Cette conception rejoint la position de S. Freud en 1911 concernant “le choix de la névrose”: “‘Pendant que le moi accomplit sa transformation de moi-plaisir en moi-réalité, les pulsions sexuelles subissent les modifications qui les conduisent par diverses phases intermédiaires de l’auto-érotisme’ ‘ initial à l’amour d’objet [...], on est amené [...] à faire dépendre le choix de la névrose de la phase du développement du moi et de la libido pendant laquelle est intervenue l’inhibition de développement prédisposante’”.112

Elle confirme l’idée que ce qui est en souffrance dans la psyché témoigne de points de suture liés à l’histoire du développement psychique étayé sur la relation à l’objet.

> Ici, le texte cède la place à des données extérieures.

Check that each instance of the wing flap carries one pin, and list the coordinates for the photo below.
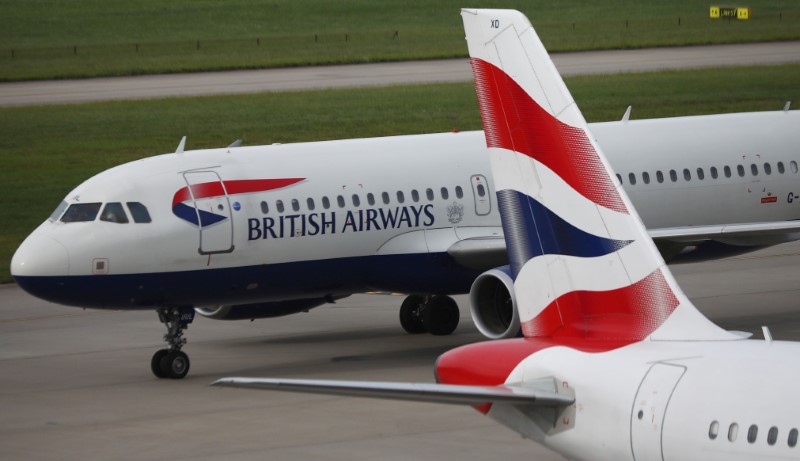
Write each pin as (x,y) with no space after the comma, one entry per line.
(416,392)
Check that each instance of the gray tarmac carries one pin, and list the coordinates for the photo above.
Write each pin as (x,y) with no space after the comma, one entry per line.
(383,74)
(76,384)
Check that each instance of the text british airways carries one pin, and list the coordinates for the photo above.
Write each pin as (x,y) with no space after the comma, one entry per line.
(371,219)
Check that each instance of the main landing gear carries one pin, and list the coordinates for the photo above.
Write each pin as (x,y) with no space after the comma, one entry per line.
(172,362)
(437,315)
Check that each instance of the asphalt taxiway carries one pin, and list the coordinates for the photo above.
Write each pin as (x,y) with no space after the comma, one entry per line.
(383,74)
(76,384)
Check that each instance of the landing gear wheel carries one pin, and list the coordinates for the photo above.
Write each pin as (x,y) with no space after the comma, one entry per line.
(155,363)
(175,365)
(171,362)
(441,316)
(411,314)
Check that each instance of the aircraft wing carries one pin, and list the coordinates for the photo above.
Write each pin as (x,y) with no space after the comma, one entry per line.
(533,395)
(484,253)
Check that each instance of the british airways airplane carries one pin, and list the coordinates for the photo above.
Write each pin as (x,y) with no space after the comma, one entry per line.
(616,362)
(265,231)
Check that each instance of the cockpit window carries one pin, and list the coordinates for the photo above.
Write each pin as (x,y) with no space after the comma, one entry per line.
(139,212)
(81,212)
(59,211)
(113,212)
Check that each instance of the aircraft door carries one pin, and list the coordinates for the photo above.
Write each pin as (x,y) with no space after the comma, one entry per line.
(213,208)
(650,409)
(480,190)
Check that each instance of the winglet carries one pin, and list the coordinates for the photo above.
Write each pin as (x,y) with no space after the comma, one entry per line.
(583,264)
(181,145)
(627,115)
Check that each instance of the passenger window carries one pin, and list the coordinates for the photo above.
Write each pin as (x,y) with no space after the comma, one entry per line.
(713,431)
(140,213)
(733,432)
(59,211)
(81,212)
(113,212)
(752,433)
(772,435)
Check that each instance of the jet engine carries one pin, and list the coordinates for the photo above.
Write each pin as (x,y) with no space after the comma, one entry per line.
(262,310)
(493,305)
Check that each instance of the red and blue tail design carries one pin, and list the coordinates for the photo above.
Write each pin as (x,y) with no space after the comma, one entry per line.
(583,264)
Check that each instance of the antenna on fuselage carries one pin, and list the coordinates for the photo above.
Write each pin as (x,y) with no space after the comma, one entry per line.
(181,145)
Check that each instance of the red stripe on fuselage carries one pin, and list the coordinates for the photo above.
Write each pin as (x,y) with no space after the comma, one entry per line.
(630,313)
(532,131)
(490,363)
(241,186)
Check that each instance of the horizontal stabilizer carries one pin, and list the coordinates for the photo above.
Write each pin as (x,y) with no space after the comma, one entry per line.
(416,392)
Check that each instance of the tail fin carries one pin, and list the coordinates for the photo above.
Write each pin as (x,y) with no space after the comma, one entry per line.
(583,264)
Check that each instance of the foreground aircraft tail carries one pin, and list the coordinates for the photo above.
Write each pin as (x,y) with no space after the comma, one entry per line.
(583,263)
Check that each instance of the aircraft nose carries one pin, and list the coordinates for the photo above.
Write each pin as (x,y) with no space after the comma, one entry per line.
(40,256)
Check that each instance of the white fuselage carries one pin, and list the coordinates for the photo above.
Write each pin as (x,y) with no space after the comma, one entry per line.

Ainsi, les manifestations symptomatiques laissent à penser que les modes de passage à l’adolescence, temps de remaniements psychiques fragilisant le sentiment d’identité du jeune adolescent, se modulent à deux niveaux, selon les conflits et/ou carences identificatoires liés à l’OEdipe, mais aussi en référence à la construction du narcissisme, d’une part dans un registre pulsionnel et sur la base de l’activité fantasmatique du sujet113, d’autre part dans un registre où sera pris en compte la place des objets sur lesquels s’étayent la symbolisation primaire et les théories infantiles qu’ils auront suscitées, confirmées ou bien néantisées.

Notes
108.

R. Cahn 1991 - opus cité

109.

D. Winnicott 1963 - La crainte de l’effondrement in N.R.F. 1975 - Figures du vide - n°11 - pp. 35 à 44

110.

R. Cahn 1991 - Adolescence et Folie - PUF 1991 - p. 86 à 94

111.

D. Winnicott 1957 - Contribution de la psychanalyse à la classification psychiatrique in Processus de maturation chez l’enfant - Payot 1989 - p. 108

112.

S. Freud 1911 - Formulations - opus cité

113.

S. Freud 1911 - Formulations - opus cité : En 1911, le fantasme est considéré par Freud comme le résultat d’une activité de pensée de l’appareil psychique qui se sépare par clivage et reste indépendante de l’épreuve de réalité, soumise uniquement au principe de plaisir : il apparaît, avant l’heure, à ce moment de la théorie, comme un principe régulateur, éminemment narcissique, des tensions internes du sujet liées à la découverte de l’extériorité de l’objet et cette indépendance du fantasme renvoie à la conception d’un stade narcissique anobjectal qui n’est pas sans poser de problèmes théoriques pour ce qui est du passage du principe de plaisir au principe de réalité (cf. la différence entre acte et action décrite plus haut).